How to deliver training continues to be a difficult issue, though. “What is the best time to hold training?” asked Larry Pavey of Dana Corporation. “Some say it should be done during the work day, some in the evening. Some are willing to do it on weekends, some evenings. The reality is that there is no one-size-fits-all solution. I wish that everyone had the initiative to go out and get it, but sometimes it has to be convenient to happen.”
“It all makes sense until 5:30 on Tuesday when one more tow truck comes in or a water pump–why do we always use water pumps?–starts to leak just before a car is supposed to be ready,” says Mitch Schneider, a service provider, technician and noted journalist in the trade.
Don’t Blame Canada for U.S. Trade Deficit, says Globalization Guru
Don’t blame Canada, noted economist and globalization proponent Dr. Jeffrey Rosensweig told a largely American audience at the symposium.
If the U.S. has a deficit, it’s the fault of a policy that has kept the U.S. dollar strong, he told more than 400 executives. While a strong dollar is good for the ego, it’s bad for the trade deficit, he said.
“The U.S. dollar is too strong and the (strong dollar) policy of the Clinton administration and the Bush administration has been very bad for the U.S. economy.
“A dollar worth almost $1.60 Canadian makes it very difficult for us to compete with the Canadian auto and lumber industries.” And losing the Olympic hockey gold hurt too, he adds.
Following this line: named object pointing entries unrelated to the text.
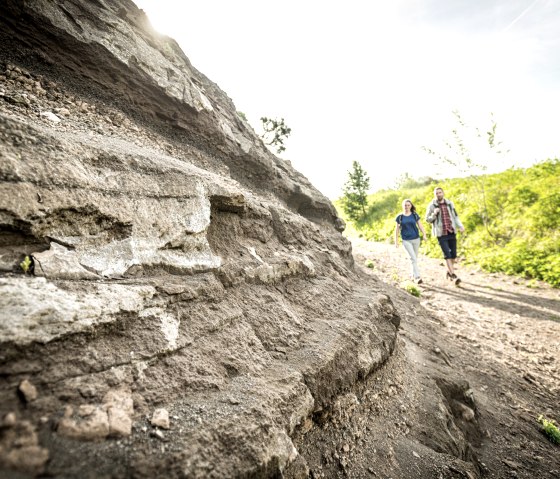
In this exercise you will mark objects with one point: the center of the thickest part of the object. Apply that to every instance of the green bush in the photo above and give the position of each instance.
(512, 219)
(549, 429)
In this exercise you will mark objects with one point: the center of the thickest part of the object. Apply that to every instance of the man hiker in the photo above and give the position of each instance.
(445, 222)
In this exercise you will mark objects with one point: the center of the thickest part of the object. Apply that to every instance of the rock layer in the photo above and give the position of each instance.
(173, 263)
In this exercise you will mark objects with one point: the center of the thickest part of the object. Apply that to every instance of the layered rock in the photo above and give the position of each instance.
(172, 263)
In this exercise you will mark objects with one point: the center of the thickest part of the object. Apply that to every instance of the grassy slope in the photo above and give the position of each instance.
(512, 219)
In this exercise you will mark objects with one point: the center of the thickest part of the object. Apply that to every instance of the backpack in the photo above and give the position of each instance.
(399, 218)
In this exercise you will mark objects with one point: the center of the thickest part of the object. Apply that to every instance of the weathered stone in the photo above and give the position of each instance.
(20, 449)
(160, 418)
(89, 423)
(28, 391)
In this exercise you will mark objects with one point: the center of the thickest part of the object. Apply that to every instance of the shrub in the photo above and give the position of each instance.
(549, 429)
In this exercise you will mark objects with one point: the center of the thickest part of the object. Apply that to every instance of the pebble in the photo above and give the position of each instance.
(28, 391)
(9, 420)
(160, 418)
(49, 115)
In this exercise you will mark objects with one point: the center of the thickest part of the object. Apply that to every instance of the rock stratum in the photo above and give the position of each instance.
(189, 305)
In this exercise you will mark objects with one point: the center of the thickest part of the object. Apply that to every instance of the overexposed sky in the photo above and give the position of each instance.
(374, 81)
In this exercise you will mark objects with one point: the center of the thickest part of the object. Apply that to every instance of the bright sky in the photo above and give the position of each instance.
(374, 81)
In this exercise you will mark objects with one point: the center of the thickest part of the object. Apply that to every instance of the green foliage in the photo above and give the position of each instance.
(522, 211)
(354, 200)
(411, 288)
(25, 265)
(275, 133)
(549, 429)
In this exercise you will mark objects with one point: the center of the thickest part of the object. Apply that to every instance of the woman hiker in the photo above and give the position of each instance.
(408, 223)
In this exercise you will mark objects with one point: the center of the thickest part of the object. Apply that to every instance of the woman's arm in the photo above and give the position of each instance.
(421, 226)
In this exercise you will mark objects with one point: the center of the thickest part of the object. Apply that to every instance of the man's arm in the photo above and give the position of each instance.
(456, 217)
(432, 213)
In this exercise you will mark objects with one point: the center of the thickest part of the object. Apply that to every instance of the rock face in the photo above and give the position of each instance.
(154, 255)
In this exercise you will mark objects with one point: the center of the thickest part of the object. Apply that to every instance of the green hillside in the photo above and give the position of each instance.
(512, 219)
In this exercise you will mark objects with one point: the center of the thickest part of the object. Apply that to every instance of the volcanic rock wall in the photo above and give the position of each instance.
(174, 299)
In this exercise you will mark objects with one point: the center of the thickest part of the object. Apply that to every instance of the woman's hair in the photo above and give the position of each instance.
(412, 207)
Rosensweig strove to explain how the U.S. trade deficit has dramatically grown over the years and that sometimes this has been a positive move in the short run, but that it is an unhealthy situation over the long term.
“The U.S. trade deficit was relatively small in 1990. Then it went to $1.5 billion (U.S.) a month (in the latter part of the decade). I relate that to the wealth effect and the tech boom. As stocks went up, people felt they were wealthier. If you feel really wealthy, or at least wealthier, you might take a trip to Europe, you might drink French champagne instead of New York champagne, or you might buy a car made overseas.
“We were having a technology boom in this country, so our companies were buying switching equipment from Canada, displays from Japan, etc. We were buying capital goods to continue to build up our industry. Some of that was good, but it did mean we had a trade deficit.”
Lately, after the uneven impact of the recession, which he tracked back to prior to the oft-blamed September 11, 2001 attacks, the economy has turned around, which has meant the deficit has increased.
“At least we’re buying again. Or at least our stock market has settled down again. I think the trade deficit will be even bigger, because imports are higher, and I think that this is very good news because in the short term I want to see Americans having the confidence to be buying.”
Yet, he says, the growth in profits in a global economy may require a devaluation of the U.S. dollar. “If the dollar falls it makes it more expensive for us to bring our families to Rome, but it makes production here more affordable to foreign buyers. If the dollar falls it makes foreign currency profits rise (for American-based companies). It would really help stocks improve. I want the dollar to fall.”